Mittelalterliche Manuskripte: Das Massaker an den Unschuldigen und die Flucht nach Ägypten in der Bibel Moralisée von Neapel

Von Yves Christe und Marianne Besseyre

f. 138r (Mt 2: 16-18)„Dies ist die Geschichte: Wie Herodes alle Kinder in Bethlehem und in all seinen Gebieten geschlachtet hat. So sagt Matthäus in seinem Evangelium im zweiten Kapitel. “

Wie die Anbetung der Könige (f. 136r) und die Darstellung im Tempel (f. 137v) bot das Gemetzel der Unschuldigen eine Fülle von Inspirationen für mittelalterliche Gemälde, da es ein wichtiges Ereignis im irdischen Leben Christi und eine Tragödie ist das stellt das Blut der christlichen Märtyrer vor, die für ihn vergossen wurden.

Der Aufseher des neutestamentlichen Zyklus in der Bible moralisée de Naples entschied sich dafür, die Darstellung des Gemetzels der Unschuldigen in dem Band vor der Flucht der heiligen Familie nach Ägypten zu verorten, anders als im Matthäusevangelium, obwohl dies der in der Paraphrase zitierte Text ist. Der Evangelist sagt, als Herodes erkannte, dass die Weisen nicht zurückkamen, um ihm von Jesus zu erzählen, geriet er in schreckliche Wut und befahl, alle Kinder unter zwei Jahren auf dem Gebiet von Bethlehem zu schlachten.

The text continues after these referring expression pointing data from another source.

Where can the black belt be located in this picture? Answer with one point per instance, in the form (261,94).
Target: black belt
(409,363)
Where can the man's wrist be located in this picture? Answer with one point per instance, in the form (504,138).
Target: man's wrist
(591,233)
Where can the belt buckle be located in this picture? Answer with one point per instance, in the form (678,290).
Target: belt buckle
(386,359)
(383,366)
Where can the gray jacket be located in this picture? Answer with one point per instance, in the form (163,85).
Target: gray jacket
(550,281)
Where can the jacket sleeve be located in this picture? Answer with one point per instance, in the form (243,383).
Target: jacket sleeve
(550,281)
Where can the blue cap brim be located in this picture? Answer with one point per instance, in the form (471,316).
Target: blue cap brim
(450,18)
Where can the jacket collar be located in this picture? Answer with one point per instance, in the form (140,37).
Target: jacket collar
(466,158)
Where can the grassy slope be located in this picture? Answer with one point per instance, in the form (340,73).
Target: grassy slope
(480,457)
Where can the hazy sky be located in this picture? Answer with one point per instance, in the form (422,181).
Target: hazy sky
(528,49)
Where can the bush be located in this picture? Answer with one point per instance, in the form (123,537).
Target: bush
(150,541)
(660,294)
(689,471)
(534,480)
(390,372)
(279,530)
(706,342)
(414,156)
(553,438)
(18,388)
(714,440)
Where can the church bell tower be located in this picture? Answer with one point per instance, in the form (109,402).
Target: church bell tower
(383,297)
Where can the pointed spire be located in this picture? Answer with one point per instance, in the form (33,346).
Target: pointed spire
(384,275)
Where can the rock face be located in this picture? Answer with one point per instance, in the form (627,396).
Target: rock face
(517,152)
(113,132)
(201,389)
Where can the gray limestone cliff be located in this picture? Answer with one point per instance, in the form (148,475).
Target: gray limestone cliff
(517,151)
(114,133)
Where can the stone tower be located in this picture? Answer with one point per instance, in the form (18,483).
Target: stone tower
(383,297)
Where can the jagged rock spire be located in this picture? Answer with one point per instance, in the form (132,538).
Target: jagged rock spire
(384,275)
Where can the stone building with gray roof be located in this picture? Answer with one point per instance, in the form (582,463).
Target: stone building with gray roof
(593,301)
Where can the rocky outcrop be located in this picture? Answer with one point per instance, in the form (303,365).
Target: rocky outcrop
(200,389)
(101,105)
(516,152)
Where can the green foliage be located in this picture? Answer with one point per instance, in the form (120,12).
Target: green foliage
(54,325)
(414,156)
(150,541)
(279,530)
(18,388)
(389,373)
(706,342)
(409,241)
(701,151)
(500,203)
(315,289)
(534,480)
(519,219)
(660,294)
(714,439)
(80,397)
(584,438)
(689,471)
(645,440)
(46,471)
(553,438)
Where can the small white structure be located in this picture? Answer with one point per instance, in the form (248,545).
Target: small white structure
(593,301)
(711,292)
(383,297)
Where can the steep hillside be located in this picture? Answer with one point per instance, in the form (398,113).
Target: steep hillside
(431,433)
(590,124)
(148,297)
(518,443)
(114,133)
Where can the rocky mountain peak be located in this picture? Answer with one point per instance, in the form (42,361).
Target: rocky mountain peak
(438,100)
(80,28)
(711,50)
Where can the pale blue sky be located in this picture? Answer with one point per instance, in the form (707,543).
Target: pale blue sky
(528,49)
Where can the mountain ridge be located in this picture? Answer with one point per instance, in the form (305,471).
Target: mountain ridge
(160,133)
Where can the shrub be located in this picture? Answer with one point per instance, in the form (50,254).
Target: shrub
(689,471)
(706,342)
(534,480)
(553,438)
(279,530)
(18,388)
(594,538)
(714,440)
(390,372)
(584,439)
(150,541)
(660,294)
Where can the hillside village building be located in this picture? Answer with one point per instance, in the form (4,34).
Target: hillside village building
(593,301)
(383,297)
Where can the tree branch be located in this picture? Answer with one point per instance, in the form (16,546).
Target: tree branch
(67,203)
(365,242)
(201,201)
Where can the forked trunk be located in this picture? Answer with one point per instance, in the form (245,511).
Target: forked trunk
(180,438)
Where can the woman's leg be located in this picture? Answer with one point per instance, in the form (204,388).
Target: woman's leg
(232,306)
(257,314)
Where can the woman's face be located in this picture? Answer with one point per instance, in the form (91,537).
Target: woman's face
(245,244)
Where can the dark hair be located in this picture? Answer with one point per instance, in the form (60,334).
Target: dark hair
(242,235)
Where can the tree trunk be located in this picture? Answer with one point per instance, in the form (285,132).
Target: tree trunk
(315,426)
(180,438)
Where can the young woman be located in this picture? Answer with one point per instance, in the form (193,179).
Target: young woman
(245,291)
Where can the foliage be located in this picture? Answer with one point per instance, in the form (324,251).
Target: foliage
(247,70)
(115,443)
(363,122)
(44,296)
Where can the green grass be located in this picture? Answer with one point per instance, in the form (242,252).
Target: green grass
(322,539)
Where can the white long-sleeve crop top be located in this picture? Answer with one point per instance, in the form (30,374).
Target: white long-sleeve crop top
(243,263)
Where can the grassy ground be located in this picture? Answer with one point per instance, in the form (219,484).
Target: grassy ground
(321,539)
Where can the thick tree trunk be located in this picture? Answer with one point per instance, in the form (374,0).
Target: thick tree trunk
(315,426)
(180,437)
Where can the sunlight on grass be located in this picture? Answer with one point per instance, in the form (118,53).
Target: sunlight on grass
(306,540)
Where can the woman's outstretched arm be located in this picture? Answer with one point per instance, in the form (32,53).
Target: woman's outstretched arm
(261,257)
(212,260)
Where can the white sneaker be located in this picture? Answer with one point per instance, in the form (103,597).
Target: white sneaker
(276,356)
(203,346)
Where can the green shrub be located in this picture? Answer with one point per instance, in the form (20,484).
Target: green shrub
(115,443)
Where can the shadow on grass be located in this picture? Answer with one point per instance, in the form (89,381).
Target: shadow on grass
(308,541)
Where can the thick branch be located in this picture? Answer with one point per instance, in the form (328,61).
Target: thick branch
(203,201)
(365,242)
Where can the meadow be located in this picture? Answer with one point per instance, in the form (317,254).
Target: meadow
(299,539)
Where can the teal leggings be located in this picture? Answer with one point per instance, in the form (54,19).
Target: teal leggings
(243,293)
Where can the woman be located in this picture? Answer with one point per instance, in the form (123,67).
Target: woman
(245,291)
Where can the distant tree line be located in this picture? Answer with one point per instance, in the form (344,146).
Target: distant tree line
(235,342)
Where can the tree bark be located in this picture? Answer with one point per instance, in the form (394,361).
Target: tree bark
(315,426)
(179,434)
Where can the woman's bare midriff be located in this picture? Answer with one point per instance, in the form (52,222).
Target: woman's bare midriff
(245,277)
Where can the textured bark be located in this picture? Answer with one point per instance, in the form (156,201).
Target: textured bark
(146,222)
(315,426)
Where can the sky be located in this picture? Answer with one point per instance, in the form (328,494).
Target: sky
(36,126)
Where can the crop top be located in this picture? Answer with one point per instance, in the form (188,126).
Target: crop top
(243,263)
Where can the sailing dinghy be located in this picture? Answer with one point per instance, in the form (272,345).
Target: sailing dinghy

Der Maler A ließ sich zweifellos von der Szene inspirieren, die Giotto an die Wände der Arena-Kapelle in Padua gemalt hatte, und borgte sich die Idee des Königs auf einem hohen Balkon aus, der seinen rechten Arm ausstreckte, um das Schlachten zu befehlen. Die Miniatur zeigt den Despoten, der mit dem Zeigefinger direkt auf eine Frau zeigt, die ihren Jungen an die Brust drückt, während der Henker, der sein Schwert auf das Kind richtet, auf den Balkon schaut, auf dem zwei andere Personen über die Szene sprechen.

In der gegenüberliegenden Ecke der Komposition, unten rechts, kopiert der Illuminator erneut Giottos Werk, genau wenn er diesen Mann darstellt, der hier bartlos und ganz in Rot gekleidet gezeigt wird und sein scharfes Schwert auf ein nacktes Kind richtet, das er bereits gepackt hat Kalb. Gleich dahinter wird ein Neugeborenes gnadenlos ausgeweidet, und sein kleiner Arm in der Luft, den der herzlose Soldat brutal ergriffen hat, um sein Verbrechen zu begehen, ist identisch mit dem im Padua-Fresko. Aber im Gegensatz zu seinem berühmten Vorgänger hat unser Miniaturist beschlossen, Blutvergießen darzustellen. Zwei weinende Frauen im Vordergrund beobachten hilflos ihre qualvollen Nachkommen auf ihrem Schoß. Eine Frau hebt ihre Unterarme mit gebeugten Ellbogen und offenen Handflächen, um ihren Kummer zu vermitteln, während die andere dargestellt ist, wie sie ihre Hände mit einem verdrehten Lächeln ringt, das tatsächlich Ausdruck ihrer immensen Trauer ist.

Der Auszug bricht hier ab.